That's what Jihad Jane said, for the previous anti-war rally from a month ago. It had a larger turnout than the March 17th rally, but not nearly so much as they conflated to have had. The biggest anti-war demonstrations in history, by the way, occurred just before the Iraq War. Jane Fonda, like so many anti-war liberals of her era, learned all the wrong lessons of Vietnam. To this day, they refuse to grasp the extent of suffering that resulted from their getting what they demonstrated for: a cut-and-run exit strategy out of Vietnam. And they cheer and applaud themselves for their sickening "victory".

Jonah Goldberg writes in USA Today,
"I heard the same kinds of suggestions at the time of the end of the Vietnam War," Kennedy told NBC's Tim Russert, mocking the notion that we'd have a "great bloodbath" with more than 100,000 dead. "And for those of us that were strongly opposed to the war, (we) heard those same kinds of arguments."

Yes, but those arguments were right. Our withdrawal from Vietnam did contribute to a great bloodbath. More than a half-million Vietnamese died at sea fleeing the grand peace Kennedy and his colleagues orchestrated. And more than 1.2 million Cambodians died at the hands of the Khmer Rouge, thanks to the power vacuum created by our "humanitarian" withdrawal. Sen. Chris Dodd, D-Conn., a presidential candidate, insists that a U.S. withdrawal from Iraq can't make things any worse.
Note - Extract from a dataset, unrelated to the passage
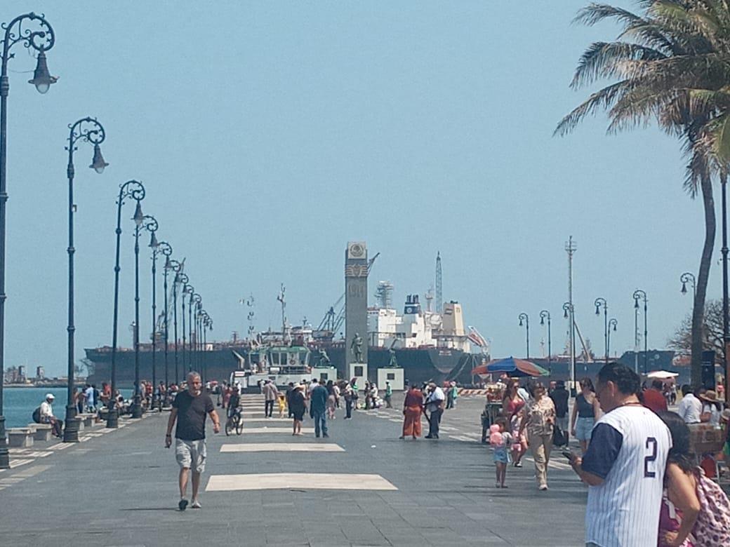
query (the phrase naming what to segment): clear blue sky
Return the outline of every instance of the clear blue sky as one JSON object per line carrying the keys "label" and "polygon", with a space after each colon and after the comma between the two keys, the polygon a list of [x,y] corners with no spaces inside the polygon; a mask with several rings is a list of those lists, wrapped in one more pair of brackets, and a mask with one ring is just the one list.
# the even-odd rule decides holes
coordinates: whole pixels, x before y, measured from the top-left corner
{"label": "clear blue sky", "polygon": [[[45,12],[60,77],[40,96],[26,83],[34,60],[19,48],[10,62],[6,364],[65,371],[64,147],[67,125],[86,115],[105,126],[111,165],[98,175],[86,168],[91,148],[76,153],[78,358],[111,344],[115,199],[133,178],[159,238],[187,258],[219,340],[245,332],[239,300],[249,293],[256,326],[276,326],[281,282],[291,319],[318,323],[344,290],[346,242],[362,239],[381,253],[372,300],[379,279],[394,284],[399,307],[423,295],[440,250],[445,299],[463,303],[493,354],[523,354],[521,311],[539,354],[543,308],[553,347],[564,342],[573,235],[577,319],[596,353],[593,300],[618,320],[620,354],[633,346],[636,288],[649,295],[650,347],[664,347],[691,306],[679,276],[699,265],[702,203],[682,190],[678,143],[656,128],[607,136],[599,116],[552,136],[589,92],[568,87],[579,55],[616,34],[572,25],[585,4],[4,2],[4,21]],[[124,346],[133,212],[123,212]],[[718,256],[710,298],[721,293]],[[148,257],[142,264],[145,333]]]}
In 1975 he took a similar line: "The greatest gift our country can give to the Cambodian people is peace, not guns. And the best way to accomplish that goal is by ending military aid now." Someone rent Dodd a DVD of The Killing Fields.
The "compassion" of anti-war "peace" movements is cruelty to the world. As I quoted in an earlier post from Dorothy Thompson,
"They have not wanted peace at all; they have wanted to be spared war- as though the absence of war was the same as peace."

Which is why the kumbaya lambs to the slaughter living amongst us will get us killed. In a world filled with wolves and sheep, thank God for the sheepdogs!

Going back to something I touched upon earlier in this post, I think it's important to observe that many of those who showed up for the anti-war protest come with a variety of liberal agendas to push; the facts of the war are peripheral and they only protest the war as a default. CJ observes this. The ANSWER Coalition organized the rally, and the NYTimes describes them as
Saturday’s march was organized by the Answer Coalition — named for Act Now to Stop War and End Racism — an organization that was initially associated with the Workers World Party and now affiliated with a breakaway faction of that party called the Party for Socialism and Liberation.
And
Judging by the speeches and placards, the marchers on Saturday set their sights on sweeping goals, including not only ending the war but also impeaching President Bush and ending the Israeli occupation of Palestine. Many carried Answer Coalition signs bearing the image of the Latin American revolutionary Che Guevara.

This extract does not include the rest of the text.